Aronofsky packs his film with doubles, reflections and echoes. The graceful beauty of ballet is contrasted against the bone-crunching pains it takes to achieve that level of perfection. Nina is haunted by a dark doppelgänger everywhere she goes as she seeks to summon her untapped sexuality. In her obsessive mother and fallen star Beth, she sees the potential cost of a total devotion to her art. Fellow dancer Lily becomes key to her success, a hedonistic role model who is the only person capable of bringing out the passions that her dancing so desperately needs, but potentially also the conniving agent of her downfall.

The dialogue is often farcically obvious, with characters directly stating every thought that passes through their heads, but this doesn’t matter in the slightest. This is a film about the intensity of the experience, not subtlety of technique. Aronofsky’s direction evokes Argento, Kubrick and Polanski, with a few visual references to Powell and Pressburger’s The Red Shoes. His camera hangs off Nina’s shoulder and sucks the audience into her increasingly tortured psyche. Tension escalates from beginning to end to near-unbearable levels without a moment’s respite. Colours and sound effects are exaggerated to such levels of violence that the pink walls of Nina’s bedroom, once symbolising her innocence, become a suffocating prison, while clipped nails and flexing foot joints snap like splintering bones. In an atmosphere dense with threat and reverberating to composer Clint Mansell’s kaleidoscope refractions of Tchaikovsky, Nina makes a terrifyingly gaunt and vulnerable guide, stimulating simultaneous desires to both protect and get away from her.

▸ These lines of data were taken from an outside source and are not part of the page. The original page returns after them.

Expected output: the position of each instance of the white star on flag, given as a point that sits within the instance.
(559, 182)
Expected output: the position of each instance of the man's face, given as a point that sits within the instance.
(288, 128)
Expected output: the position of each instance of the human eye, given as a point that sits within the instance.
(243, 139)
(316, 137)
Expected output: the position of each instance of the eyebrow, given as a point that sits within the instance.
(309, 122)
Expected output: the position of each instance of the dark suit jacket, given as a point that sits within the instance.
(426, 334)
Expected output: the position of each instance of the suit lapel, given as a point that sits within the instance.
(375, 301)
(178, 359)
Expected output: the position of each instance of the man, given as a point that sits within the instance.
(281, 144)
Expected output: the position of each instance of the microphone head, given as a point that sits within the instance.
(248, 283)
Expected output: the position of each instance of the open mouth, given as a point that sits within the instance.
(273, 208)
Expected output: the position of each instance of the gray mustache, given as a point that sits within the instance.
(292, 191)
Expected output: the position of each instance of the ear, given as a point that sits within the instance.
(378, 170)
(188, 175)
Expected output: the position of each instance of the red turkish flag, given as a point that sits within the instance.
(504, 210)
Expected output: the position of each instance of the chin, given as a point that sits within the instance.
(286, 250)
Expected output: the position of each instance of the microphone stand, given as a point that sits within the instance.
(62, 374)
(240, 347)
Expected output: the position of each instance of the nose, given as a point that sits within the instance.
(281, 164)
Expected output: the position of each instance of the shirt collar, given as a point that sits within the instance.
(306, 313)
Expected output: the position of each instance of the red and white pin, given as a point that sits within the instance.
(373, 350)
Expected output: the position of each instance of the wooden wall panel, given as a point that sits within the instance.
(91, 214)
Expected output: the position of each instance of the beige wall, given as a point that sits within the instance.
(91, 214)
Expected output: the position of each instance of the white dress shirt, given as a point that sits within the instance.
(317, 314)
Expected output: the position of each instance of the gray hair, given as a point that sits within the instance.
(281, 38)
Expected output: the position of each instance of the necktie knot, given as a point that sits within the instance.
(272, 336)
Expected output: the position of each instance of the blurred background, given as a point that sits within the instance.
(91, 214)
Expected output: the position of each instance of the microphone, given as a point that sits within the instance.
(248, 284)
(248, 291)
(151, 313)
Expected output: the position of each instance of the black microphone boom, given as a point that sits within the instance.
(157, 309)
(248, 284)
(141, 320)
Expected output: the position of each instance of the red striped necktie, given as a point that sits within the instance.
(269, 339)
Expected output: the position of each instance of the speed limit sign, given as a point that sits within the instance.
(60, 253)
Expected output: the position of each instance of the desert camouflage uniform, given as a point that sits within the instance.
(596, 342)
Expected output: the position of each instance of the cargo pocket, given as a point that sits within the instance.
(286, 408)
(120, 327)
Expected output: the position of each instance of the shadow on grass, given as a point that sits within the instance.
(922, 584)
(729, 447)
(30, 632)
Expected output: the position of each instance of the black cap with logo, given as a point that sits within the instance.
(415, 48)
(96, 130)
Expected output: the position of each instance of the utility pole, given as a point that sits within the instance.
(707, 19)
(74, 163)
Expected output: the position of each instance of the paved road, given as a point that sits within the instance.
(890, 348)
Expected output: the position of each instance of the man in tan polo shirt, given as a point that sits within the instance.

In the lead role, Portman is a mesmerising presence. It has been easy to forget what an accomplished actress she can be given the terrible films her name has been associated with in recent years, but she fearlessly throws herself body and soul into Nina in a way that hasn’t been seen from her since Léon. The resulting performance is at once thrilling and terrifying, her diminutive frame electrifying the screen with every twitch and gasp and scream. Like Nina, she is playing a dual role, often embodying both sides of the character in conflict with each other at the same time, and is transfixing to watch. It will be a disgrace if she doesn’t win every award the part is eligible for over the next six months.

Both she and Kunis dance beautifully and without breaking character – Nina moves with a fiercely disciplined elegance where Lily’s arms and legs flow with an hypnotic wildness as though enacting elaborate foreplay. When instructor Thomas comments on their dancing, we can see exactly what he means in the actresses’ performances. Vincent Cassel’s smouldering snarl will have female hearts pounding for days after the credits have rolled and no doubt inspire countless recreations of Nina’s homework assignments.

The giallo experience should combine the beautiful with the corrupt, as intoxicating and fetishistically thrilling as sucking dry a bleeding wound. Whether intentionally or not, Aronofsky captures this atmosphere better than any director since the genre’s Seventies heyday. Supercharged by the performance of any actor’s lifetime from Portman, Black Swan crackles with the lurid intensity of the greatest exploitation experiences. Should his voice be quashed by big-budget studio filmmaking, Aronofsky’s fanbase can at least find great consolation that he has left them with an incontrovertible tour de force. In a cinematic year where passion and originality have largely gone lacking, this is a show not to be missed.